The main alloying elements are copper, chromium, and molybdenum. It has good comprehensive properties and can resist various acid corrosion and stress corrosion. The earliest application (produced in the United States in 1905) is nickel-copper (Ni-Cu) alloy, also known as Monel alloy (Monel alloy Ni 70 Cu30); in addition, there are nickel-chromium (Ni-Cr) alloy (that is, nickel-based heat-resistant alloy, heat-resistant corrosion alloy in corrosion-resistant alloy), nickel-molybdenum (Ni-Mo) alloy (mainly Hastelloy B series), nickel-chromium-molybdenum (Ni-Cr-Mo) alloy (mainly Hastelloy C series), etc. At the same time, pure nickel is also a typical representative of nickel-based corrosion-resistant alloys. These nickel-based corrosion-resistant alloys are mainly used to manufacture various corrosion-resistant environment parts such as petroleum, chemical industry, and electricity.
Nickel-based corrosion-resistant alloys mostly have austenitic structure. In the state of solid solution and aging treatment, there are intermetallic phases and metal carbonitrides in the austenite matrix and grain boundaries of the alloy. The various corrosion-resistant alloys are classified by composition and their characteristics as follows:
Ni-Cu alloy has better corrosion resistance than nickel in reducing media, and better corrosion resistance than copper in oxidizing media. It is the best material for high-temperature fluorine gas, hydrogen fluoride and hydrofluoric acid in the absence of oxygen and oxidants (see metal corrosion).
Ni-Cr alloy is also a nickel-based heat-resistant alloy; it is mainly used in oxidizing media. It is resistant to high-temperature oxidation and corrosion by gases containing sulfur, vanadium, etc., and its corrosion resistance increases with the increase of chromium content. This type of alloy also has good resistance to hydroxide corrosion (such as NaOH, KOH) and stress corrosion.
Ni-Mo alloy is mainly used under conditions of reducing medium corrosion.

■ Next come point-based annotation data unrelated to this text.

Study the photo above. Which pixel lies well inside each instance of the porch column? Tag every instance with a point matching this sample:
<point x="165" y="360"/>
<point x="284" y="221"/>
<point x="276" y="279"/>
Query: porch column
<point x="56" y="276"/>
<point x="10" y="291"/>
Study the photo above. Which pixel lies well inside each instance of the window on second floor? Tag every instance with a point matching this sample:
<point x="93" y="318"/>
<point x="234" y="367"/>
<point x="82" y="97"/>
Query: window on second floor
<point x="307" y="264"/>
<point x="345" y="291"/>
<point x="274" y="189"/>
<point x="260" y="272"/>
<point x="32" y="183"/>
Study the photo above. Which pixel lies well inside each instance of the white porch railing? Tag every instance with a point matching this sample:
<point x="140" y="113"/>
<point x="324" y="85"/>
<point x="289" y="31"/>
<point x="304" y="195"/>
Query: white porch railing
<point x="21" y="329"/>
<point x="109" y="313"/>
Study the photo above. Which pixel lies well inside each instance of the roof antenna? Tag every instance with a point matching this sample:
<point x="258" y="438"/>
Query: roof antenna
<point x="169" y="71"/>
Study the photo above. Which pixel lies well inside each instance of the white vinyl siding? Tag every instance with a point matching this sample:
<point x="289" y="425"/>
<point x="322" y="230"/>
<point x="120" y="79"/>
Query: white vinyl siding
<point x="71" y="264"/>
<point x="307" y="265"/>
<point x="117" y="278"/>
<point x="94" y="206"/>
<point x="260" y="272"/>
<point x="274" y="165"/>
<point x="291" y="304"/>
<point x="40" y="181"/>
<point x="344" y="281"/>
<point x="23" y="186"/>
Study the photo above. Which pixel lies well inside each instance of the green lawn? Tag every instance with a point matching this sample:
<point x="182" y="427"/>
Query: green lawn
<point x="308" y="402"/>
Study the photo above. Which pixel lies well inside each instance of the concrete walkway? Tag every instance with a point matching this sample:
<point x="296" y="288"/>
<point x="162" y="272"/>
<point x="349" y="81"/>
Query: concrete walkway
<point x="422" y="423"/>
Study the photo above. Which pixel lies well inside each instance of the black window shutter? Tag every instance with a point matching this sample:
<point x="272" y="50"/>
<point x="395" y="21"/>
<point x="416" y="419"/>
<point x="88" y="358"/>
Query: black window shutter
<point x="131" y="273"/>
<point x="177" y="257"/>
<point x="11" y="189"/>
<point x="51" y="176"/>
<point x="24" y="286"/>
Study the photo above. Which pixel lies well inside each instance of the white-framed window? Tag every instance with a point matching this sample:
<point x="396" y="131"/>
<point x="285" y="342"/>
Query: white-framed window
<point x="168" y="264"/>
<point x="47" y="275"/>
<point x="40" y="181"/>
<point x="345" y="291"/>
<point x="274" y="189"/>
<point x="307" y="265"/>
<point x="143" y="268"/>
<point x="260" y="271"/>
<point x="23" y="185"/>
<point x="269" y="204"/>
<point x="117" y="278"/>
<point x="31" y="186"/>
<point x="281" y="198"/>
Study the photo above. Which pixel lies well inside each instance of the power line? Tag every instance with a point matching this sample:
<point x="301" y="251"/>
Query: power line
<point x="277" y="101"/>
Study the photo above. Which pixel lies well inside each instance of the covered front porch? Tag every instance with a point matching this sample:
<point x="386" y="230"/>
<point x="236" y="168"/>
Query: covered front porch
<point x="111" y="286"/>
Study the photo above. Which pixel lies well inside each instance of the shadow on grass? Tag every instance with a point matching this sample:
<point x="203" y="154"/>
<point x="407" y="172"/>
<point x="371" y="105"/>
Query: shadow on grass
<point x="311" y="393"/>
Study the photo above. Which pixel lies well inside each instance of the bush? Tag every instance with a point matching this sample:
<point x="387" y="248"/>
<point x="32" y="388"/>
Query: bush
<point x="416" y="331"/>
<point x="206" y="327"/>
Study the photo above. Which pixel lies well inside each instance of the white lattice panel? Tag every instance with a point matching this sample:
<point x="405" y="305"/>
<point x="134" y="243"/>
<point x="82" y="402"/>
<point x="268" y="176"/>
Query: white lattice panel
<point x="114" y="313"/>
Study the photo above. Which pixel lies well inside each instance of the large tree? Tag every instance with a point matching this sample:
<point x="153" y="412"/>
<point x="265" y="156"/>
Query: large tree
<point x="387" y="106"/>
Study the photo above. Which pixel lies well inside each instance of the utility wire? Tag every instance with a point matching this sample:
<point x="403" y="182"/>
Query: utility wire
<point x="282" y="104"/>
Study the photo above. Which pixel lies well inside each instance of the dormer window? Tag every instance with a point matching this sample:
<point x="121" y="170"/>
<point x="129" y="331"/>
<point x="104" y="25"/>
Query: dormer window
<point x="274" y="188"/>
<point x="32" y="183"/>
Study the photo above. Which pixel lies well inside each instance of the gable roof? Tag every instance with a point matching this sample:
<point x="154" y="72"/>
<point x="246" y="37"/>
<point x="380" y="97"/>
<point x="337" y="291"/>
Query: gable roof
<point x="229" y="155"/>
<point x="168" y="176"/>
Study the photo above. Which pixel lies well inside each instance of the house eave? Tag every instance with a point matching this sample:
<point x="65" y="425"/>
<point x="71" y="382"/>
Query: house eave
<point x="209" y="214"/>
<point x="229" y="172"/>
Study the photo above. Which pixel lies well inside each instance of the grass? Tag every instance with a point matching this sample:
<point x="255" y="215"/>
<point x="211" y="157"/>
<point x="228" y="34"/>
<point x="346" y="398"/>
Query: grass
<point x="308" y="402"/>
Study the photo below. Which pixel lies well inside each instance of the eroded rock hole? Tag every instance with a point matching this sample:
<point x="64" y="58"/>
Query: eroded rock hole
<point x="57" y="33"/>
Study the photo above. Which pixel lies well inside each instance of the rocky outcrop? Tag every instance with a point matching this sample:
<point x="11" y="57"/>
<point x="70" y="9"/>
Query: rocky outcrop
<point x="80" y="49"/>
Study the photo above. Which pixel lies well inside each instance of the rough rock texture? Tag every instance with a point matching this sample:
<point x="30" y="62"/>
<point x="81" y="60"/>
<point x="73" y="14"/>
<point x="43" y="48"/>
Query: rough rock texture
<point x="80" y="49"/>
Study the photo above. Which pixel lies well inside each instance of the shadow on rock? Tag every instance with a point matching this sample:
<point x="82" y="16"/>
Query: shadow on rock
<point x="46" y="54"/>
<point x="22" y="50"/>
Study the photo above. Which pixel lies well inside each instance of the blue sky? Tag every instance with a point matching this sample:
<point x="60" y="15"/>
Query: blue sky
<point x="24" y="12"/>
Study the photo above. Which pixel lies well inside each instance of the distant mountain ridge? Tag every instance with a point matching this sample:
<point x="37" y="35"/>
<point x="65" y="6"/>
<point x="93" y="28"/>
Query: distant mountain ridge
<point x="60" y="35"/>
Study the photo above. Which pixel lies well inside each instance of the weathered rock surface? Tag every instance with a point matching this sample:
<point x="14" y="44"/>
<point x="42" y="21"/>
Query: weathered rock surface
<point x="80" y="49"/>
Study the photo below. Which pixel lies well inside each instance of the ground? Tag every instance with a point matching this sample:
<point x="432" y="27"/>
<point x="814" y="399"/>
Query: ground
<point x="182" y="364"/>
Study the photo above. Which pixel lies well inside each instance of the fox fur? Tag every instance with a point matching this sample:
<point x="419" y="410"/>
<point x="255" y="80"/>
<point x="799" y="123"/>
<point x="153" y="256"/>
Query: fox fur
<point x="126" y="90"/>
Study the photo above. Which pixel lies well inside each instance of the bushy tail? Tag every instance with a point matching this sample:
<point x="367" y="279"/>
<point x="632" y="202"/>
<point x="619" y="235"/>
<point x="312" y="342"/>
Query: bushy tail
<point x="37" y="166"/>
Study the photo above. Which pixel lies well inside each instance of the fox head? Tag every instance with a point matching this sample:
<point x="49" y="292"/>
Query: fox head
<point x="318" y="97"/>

It is the best alloy for hydrochloric acid corrosion resistance, but its corrosion resistance will decrease significantly in the presence of oxygen and oxidants.
Ni-Cr-Mo(W) alloy has the properties of the above-mentioned Ni-Cr alloy and Ni-Mo alloy. Mainly used in oxidation-reduction mixed medium conditions. This type of alloy has good corrosion resistance in high-temperature hydrogen fluoride gas, hydrochloric acid and hydrofluoric acid solutions containing oxygen and oxidants, and wet chlorine gas at room temperature.
Ni-Cr-Mo-Cu alloy has the ability to resist both nitric acid and sulfuric acid corrosion, and also has good corrosion resistance in some oxidation-reduction mixed acids.